The Irish, Robert Dickson and Sean Waddilove, have been the first to take first place in the 49er, while the French Lili Sebesi and Albane Dubois are positioned in the women`s 49er FX. The Germans Paul Kohlhoff and Alica Stuhlemmer got in the last minute the first place in the Nacra 17 class.
The Spanish team, which already has a place for Tokyo in all three classes, is positioned in the top 10 in all three classes. The Canary Islander, Tara Pacheco, takes sixth place after finishing first in the second leg. The competitors agree that they have been pleasantly surprised by the trade winds of the Canary Islands.

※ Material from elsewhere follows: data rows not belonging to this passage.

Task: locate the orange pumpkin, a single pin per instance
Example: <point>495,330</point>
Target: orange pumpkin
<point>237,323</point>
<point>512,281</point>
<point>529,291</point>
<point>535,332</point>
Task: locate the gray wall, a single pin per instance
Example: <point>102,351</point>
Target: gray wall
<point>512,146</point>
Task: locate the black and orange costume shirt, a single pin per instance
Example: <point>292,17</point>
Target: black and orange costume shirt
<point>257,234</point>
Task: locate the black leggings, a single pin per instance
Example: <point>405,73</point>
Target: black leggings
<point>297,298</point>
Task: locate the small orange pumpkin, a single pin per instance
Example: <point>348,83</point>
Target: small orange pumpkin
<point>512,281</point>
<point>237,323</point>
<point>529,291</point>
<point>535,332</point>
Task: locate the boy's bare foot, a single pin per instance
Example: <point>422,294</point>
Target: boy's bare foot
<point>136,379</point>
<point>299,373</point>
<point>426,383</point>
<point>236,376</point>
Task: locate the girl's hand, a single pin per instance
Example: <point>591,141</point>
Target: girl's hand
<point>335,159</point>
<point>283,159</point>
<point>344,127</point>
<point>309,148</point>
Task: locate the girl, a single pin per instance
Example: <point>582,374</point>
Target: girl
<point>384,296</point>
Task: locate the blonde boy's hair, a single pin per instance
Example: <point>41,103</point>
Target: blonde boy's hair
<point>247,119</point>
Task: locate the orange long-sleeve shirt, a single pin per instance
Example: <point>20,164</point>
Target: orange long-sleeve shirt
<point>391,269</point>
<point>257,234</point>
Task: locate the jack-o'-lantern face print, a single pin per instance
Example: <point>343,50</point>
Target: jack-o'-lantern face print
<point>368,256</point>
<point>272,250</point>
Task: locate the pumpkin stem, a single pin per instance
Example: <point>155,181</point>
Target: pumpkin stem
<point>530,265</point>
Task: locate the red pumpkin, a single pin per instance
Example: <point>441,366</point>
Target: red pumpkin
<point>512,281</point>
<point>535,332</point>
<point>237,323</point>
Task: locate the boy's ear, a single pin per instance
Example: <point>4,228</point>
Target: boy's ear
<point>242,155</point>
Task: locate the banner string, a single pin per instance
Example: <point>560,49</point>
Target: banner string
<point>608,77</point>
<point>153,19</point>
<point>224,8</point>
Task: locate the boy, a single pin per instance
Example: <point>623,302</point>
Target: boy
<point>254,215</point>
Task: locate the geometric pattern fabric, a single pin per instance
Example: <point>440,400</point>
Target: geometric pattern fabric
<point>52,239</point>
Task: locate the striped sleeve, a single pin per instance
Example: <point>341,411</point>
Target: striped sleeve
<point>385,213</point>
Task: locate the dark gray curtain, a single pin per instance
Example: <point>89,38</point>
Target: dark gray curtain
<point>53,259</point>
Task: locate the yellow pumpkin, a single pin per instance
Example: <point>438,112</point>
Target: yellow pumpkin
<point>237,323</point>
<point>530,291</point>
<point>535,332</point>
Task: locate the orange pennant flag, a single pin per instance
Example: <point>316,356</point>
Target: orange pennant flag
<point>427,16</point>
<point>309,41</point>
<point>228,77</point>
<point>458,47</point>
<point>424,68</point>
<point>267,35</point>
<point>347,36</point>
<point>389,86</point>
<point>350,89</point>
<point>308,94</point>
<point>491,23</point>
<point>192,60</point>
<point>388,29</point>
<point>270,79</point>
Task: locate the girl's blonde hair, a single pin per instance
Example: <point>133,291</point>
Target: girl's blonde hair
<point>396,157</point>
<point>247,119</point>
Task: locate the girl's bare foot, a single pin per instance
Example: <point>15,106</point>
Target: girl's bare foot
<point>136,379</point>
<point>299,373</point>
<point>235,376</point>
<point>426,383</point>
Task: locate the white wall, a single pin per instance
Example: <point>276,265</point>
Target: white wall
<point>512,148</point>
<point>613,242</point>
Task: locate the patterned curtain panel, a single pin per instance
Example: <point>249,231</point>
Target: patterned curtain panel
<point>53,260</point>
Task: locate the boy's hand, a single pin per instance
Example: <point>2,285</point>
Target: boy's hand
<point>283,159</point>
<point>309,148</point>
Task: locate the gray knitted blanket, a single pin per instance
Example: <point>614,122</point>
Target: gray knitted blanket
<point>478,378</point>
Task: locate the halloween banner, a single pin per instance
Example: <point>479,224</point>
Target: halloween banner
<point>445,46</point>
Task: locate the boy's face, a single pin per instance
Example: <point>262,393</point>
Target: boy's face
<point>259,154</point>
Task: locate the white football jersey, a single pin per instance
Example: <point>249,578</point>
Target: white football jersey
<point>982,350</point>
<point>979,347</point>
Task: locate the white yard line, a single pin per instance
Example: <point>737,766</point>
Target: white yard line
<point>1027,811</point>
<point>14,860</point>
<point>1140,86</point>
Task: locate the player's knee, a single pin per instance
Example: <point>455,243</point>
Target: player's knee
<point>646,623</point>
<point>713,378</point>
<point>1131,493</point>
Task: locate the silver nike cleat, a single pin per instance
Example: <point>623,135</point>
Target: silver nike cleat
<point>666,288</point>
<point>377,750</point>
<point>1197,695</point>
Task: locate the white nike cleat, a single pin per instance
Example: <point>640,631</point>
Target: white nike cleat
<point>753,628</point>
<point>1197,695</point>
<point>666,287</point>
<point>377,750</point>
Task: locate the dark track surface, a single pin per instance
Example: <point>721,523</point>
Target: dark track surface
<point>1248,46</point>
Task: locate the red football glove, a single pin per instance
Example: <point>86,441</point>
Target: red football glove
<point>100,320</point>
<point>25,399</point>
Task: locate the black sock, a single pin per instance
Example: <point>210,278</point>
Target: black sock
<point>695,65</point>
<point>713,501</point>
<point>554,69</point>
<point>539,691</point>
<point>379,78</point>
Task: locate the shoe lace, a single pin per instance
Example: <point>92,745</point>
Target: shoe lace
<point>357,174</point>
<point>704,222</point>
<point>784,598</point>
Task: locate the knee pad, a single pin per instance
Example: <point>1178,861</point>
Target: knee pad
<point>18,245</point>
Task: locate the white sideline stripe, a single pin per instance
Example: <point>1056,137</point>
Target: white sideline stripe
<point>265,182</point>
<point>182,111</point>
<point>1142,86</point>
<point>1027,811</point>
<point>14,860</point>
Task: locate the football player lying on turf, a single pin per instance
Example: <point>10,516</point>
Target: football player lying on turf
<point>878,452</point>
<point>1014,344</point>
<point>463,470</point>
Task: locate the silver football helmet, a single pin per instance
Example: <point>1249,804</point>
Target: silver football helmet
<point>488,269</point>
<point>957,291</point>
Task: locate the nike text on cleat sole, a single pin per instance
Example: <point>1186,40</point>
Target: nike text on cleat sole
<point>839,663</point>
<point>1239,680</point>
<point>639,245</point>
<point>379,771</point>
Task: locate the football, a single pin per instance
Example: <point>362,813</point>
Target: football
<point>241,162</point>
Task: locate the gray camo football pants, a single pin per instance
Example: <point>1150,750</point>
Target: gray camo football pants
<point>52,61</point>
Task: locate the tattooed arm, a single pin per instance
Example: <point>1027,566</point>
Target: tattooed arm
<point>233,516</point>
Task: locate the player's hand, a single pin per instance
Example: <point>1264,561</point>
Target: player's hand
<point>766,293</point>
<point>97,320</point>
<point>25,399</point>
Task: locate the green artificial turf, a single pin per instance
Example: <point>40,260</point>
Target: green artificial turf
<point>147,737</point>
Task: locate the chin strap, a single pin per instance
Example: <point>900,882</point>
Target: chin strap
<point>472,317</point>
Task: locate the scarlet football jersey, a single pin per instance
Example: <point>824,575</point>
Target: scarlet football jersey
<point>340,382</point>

Sunday, 21st March 2021.- Lanzarote welcomes sailors from more than 30 countries with trade winds of between 10 and 14 knots and swell, very good conditions for racing. The 49ers were the first to complete the 3 qualifying races of the day, each consisting of 4 windward-leeward legs, in which the Irishmen Robert Dickson and Sean Waddilove won, who said he was "very happy but there are still many races to go".

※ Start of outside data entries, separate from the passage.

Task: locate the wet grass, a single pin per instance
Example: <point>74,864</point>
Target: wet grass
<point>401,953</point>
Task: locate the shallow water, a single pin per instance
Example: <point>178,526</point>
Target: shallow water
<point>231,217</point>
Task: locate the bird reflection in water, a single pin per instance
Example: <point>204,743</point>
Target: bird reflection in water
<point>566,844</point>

The Spanish team in this modality that will represent Spain in Tokyo, made up of the Cantabrian Diego Botín and the Galician Iago López, finished in fifth place, after a difficult start, "it was a good regatta, but we had problems at the beginning, it was difficult to get off from the start line". The Spanish duo, current world champions, have been training in Lanzarote since November, being the island "a discovery", especially for "the conditions in these winter months, as there is always wind, there are many waves and you can choose the conditions to train", says the Cantabrian sailor.

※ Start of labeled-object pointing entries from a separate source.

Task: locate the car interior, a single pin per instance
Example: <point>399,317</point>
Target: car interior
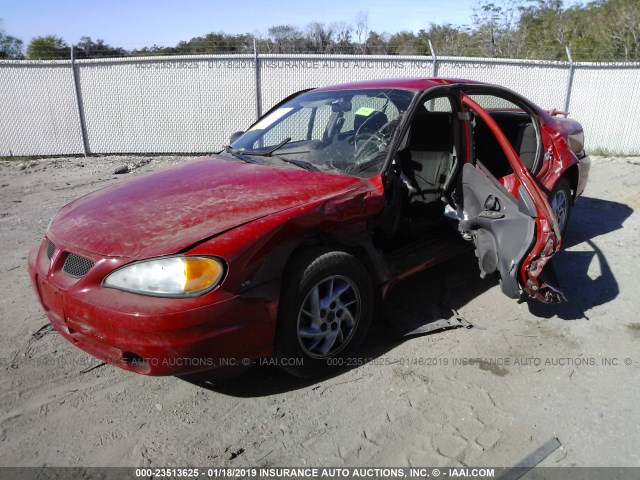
<point>425,170</point>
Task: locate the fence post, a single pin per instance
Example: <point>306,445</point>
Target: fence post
<point>434,73</point>
<point>567,97</point>
<point>258,86</point>
<point>76,89</point>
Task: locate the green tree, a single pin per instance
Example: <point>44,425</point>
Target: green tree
<point>48,48</point>
<point>87,48</point>
<point>10,47</point>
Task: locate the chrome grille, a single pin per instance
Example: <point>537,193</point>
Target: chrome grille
<point>50,249</point>
<point>76,266</point>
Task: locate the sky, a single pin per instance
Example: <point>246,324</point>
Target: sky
<point>138,23</point>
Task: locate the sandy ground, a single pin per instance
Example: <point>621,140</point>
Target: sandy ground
<point>422,400</point>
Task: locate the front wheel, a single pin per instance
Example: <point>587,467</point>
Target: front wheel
<point>326,308</point>
<point>561,202</point>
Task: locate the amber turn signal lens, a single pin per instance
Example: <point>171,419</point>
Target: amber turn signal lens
<point>201,273</point>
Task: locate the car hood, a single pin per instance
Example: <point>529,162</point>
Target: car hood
<point>165,212</point>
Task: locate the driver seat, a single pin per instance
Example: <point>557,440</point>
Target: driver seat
<point>428,157</point>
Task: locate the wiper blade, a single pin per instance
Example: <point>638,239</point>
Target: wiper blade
<point>301,163</point>
<point>237,154</point>
<point>267,153</point>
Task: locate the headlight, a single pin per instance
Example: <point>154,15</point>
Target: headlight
<point>178,276</point>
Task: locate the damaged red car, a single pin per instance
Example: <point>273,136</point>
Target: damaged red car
<point>280,245</point>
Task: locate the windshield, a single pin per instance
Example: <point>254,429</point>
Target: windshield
<point>340,131</point>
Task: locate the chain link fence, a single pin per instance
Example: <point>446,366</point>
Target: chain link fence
<point>190,104</point>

Many sailors had the same feeling: it was a complicated day, with many wind shifts and changes in intensity, with changes in direction of between 30 and 100 degrees and varying between 6 and 17 knots. "The most complicated thing was to be regular in the three races, with days like this it's easy to fall behind the fleet in some of the legs and lose the chance to make a comeback", explains Pepe Lis, coach of the 49er ESP.
For the Spanish 49er FX team, current world champions in this Olympic discipline, the wind was "playing all day". Galician Tamara Echegoyen and Mallorcan Paula Barceló say they are "very happy, although the day has been very complicated for all teams, but also for the race committee". There weren't many waves on the 49er FX course, but on the other two courses "there were big waves, and it was more difficult to sail", says Echegoyen.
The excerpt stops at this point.